This weekend, bigger brother was at a scout event, so I did a search within an acceptable radius to see what animal-related attraction we’d not yet seen.
Once we got to the area, billboards for this started popping up. So, okay, it’s only a few more miles down the road. We’ll go.
And then, well, we’re only a few miles from the beach, and what a shame to waste the opportunity.
And it worked, even though those of you who live near beach communities know that driving in on Saturday afternoon is as insane as driving out is on Saturday morning – Saturday being the usual changeover day for rentals.
But we made it.
(And I had thrown swimsuits and towels in the car)
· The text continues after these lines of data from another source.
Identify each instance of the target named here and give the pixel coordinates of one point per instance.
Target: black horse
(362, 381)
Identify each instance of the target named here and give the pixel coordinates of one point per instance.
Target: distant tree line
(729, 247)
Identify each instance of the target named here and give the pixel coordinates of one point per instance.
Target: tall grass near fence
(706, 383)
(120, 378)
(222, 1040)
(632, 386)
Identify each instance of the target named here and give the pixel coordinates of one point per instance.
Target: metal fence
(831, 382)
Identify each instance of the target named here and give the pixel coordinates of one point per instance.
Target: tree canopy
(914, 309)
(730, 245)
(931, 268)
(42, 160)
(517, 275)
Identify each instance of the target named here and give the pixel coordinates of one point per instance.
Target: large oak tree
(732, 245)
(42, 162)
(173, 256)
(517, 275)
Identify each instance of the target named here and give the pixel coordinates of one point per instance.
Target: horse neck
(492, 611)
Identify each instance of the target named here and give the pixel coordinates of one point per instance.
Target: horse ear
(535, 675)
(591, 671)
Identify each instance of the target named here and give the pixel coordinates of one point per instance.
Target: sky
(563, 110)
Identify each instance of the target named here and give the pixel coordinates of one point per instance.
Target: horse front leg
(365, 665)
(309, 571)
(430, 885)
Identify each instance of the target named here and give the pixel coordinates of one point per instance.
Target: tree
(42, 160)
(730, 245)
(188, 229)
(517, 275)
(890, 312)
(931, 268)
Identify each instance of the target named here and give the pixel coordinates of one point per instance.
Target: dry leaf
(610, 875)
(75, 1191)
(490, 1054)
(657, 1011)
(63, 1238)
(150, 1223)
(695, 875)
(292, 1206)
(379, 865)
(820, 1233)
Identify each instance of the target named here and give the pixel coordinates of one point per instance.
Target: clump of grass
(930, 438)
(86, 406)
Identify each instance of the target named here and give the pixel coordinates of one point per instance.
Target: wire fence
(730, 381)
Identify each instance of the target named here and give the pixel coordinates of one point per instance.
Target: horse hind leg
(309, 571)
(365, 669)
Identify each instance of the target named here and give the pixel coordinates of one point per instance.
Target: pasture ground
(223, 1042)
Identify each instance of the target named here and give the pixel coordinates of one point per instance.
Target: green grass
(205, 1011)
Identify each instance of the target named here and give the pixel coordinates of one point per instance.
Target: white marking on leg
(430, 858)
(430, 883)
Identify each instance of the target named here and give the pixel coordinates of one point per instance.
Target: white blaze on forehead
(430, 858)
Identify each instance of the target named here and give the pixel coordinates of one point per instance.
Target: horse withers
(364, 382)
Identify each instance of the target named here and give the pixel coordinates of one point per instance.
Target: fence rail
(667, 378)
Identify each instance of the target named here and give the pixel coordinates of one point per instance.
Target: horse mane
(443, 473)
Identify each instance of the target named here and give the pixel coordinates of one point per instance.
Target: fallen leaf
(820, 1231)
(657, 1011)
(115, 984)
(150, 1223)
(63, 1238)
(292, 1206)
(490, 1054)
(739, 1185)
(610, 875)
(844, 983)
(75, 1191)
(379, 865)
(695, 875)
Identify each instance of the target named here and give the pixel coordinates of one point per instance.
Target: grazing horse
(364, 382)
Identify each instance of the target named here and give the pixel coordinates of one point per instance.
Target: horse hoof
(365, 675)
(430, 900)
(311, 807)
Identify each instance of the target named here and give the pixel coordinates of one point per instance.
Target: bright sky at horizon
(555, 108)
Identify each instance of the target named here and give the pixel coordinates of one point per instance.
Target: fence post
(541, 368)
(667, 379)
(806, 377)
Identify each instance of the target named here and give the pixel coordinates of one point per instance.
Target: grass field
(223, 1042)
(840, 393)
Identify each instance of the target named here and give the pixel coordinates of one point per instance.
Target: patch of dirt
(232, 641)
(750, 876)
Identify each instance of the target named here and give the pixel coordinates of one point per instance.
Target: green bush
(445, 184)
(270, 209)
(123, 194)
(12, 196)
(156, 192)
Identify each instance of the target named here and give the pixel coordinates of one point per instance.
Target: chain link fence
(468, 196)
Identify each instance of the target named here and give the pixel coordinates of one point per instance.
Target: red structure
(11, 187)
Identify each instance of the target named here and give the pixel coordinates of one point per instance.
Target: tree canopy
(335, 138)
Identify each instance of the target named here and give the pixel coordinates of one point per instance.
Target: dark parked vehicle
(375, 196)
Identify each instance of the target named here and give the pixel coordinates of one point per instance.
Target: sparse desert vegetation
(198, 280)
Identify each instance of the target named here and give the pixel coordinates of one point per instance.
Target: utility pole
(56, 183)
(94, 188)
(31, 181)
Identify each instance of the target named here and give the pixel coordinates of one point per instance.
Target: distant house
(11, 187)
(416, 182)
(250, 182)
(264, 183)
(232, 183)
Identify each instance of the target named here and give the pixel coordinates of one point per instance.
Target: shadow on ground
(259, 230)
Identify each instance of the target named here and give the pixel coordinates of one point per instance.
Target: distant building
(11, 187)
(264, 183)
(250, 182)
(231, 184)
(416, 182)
Reviews: Alligator Alley was fun and worth it. I suppose there are other similar attractions in other swampy areas of the country – the big one in St. Augustine, for example, that we’ve never been to – and I don’t know how it would compare to those, but we enjoyed this one.
There are about 200 gators on the property. They got there because many years ago a man who farmed the land was having a problem with beavers. He brought in five alligators to take care of it, and they stayed. And now larger gators roam the swampy areas, and younger animals are kept in enclosures. You can purchase feed – it’s large pellets, made by Purina, the fellow told me. Purina Gator Chow, I guess.
During the summer, they also run a very small reptile petting area, and my son was very comfortable with the boa he got to handle.
(When we were at the Memphis Zoo, a docent came running after us after she’d done a little talk on a snake, and M had answered a bunch of questions she’d thrown out. She wondered how old he was and if he would like to volunteer.)
The Alabama Gulf Coast Zoo is clearly designed for bored tourists who have tired of, not only the beach, but go-karts, mini-golf and ziplines. It’s small and oriented towards “experiences” – for which you pay extra. Of course. It being the end of summer with the
opening of the penitentiary beginning of school fast approaching, I was in a generous mood, so in addition to the not-super cheap admission, I sprang for both kangaroo and sloth encounters. The rest of the zoo was not really worth it if you’ve ever been to a zoo before in your life – although the opportunity to feed someone’s favorite animal – a capybara – was appreciated.
I had thought about spending the night, but was not sure what time the other son would be getting home on Sunday morning and what would happen with Mass – and it’s good because he got back at 10 and we were able to get to 11am Mass – which would have been difficult to dash back for if we’d stayed down on the Gulf last night.